Inspection Expectations: Inspectors will review training records to ensure that employees have received appropriate training.
Step 6: Conducting Internal Audits
Internal audits are essential for assessing the effectiveness of the QMS and identifying areas for improvement. Regular audits help ensure compliance with regulatory requirements and internal policies.
Objectives: Evaluate the effectiveness of the QMS and identify non-conformities.
Documentation: Develop an internal audit plan that includes:
- Audit schedule
- Audit checklists
- Audit reports
Roles: Quality managers should oversee the internal audit process, while trained auditors conduct the audits.
Inspection Expectations: Inspectors will review internal audit reports to assess the effectiveness of the QMS and the organization’s commitment to continuous improvement.
Step 7: Managing Non-Conformities and CAPA
Managing non-conformities and implementing corrective and preventive actions (CAPA) is crucial for maintaining compliance and improving the QMS. A structured approach to CAPA helps address issues effectively and prevent recurrence.
Objectives: Identify, investigate, and resolve non-conformities to improve the QMS.
Documentation: Develop a CAPA procedure that includes:
- Identification of non-conformities
- Investigation processes
- Implementation of corrective actions
- Monitoring and verification of effectiveness
Roles: Quality managers should lead the CAPA process, involving cross-functional teams as necessary.
Inspection Expectations: Inspectors will review CAPA records to ensure that non-conformities are effectively managed and resolved.
Step 8: Continuous Improvement and Management Review
The final step in establishing a combined and companion QMS is to implement a framework for continuous improvement and conduct regular management reviews. Continuous improvement is essential for maintaining compliance and enhancing product quality.
Objectives: Foster a culture of continuous improvement within the organization.

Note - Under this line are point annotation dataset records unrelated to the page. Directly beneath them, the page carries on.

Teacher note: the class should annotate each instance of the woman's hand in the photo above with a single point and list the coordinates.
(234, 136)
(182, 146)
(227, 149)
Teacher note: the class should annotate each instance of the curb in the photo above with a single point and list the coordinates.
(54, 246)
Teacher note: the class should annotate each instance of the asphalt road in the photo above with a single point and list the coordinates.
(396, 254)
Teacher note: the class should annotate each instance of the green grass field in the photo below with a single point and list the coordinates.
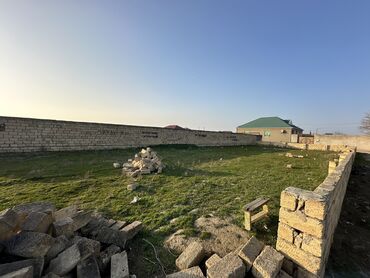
(218, 180)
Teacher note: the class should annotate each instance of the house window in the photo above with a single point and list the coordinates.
(267, 133)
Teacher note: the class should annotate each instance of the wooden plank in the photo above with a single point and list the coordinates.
(256, 204)
(247, 220)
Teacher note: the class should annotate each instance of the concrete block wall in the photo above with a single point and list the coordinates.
(29, 135)
(310, 147)
(307, 219)
(362, 143)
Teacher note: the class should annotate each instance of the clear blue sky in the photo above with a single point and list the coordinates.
(196, 63)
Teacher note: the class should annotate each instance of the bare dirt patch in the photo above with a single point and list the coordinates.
(217, 236)
(350, 252)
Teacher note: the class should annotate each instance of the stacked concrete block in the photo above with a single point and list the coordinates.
(251, 259)
(39, 240)
(193, 272)
(307, 219)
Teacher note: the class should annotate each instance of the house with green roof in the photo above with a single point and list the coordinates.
(272, 129)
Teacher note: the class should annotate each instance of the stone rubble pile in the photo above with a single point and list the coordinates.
(144, 162)
(293, 155)
(253, 259)
(36, 240)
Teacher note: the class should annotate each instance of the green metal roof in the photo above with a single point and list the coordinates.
(269, 122)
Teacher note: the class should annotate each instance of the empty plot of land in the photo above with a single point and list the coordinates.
(196, 182)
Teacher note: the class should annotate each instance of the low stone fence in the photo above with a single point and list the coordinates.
(29, 135)
(362, 142)
(309, 147)
(307, 219)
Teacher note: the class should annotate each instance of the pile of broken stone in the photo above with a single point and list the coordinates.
(37, 240)
(252, 259)
(145, 162)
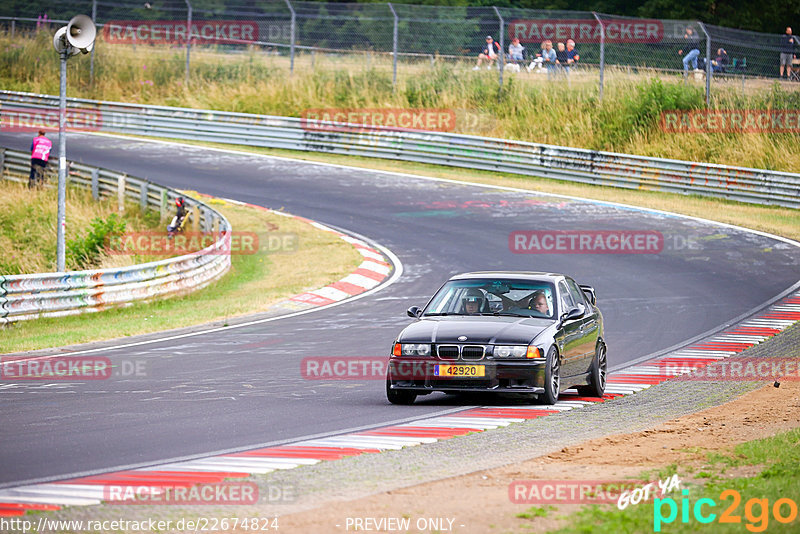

Documentation: Develop a continuous improvement plan that includes:
- Key performance indicators (KPIs)
- Management review meeting agendas
- Records of management review outcomes
Roles: Senior management should be actively involved in management reviews, while quality managers facilitate the process.
Inspection Expectations: Inspectors will evaluate the organization’s commitment to continuous improvement and the effectiveness of management reviews.
Conclusion
Establishing a combined and companion QMS for medical devices and combination products is a complex but essential process for ensuring compliance with regulatory requirements and maintaining product quality. By following these step-by-step guidelines, quality managers and regulatory affairs professionals can develop an effective QMS that meets the expectations of the FDA, EMA, and ISO standards.
For further information on regulatory requirements, consult the FDA and EMA websites for the latest guidelines and updates.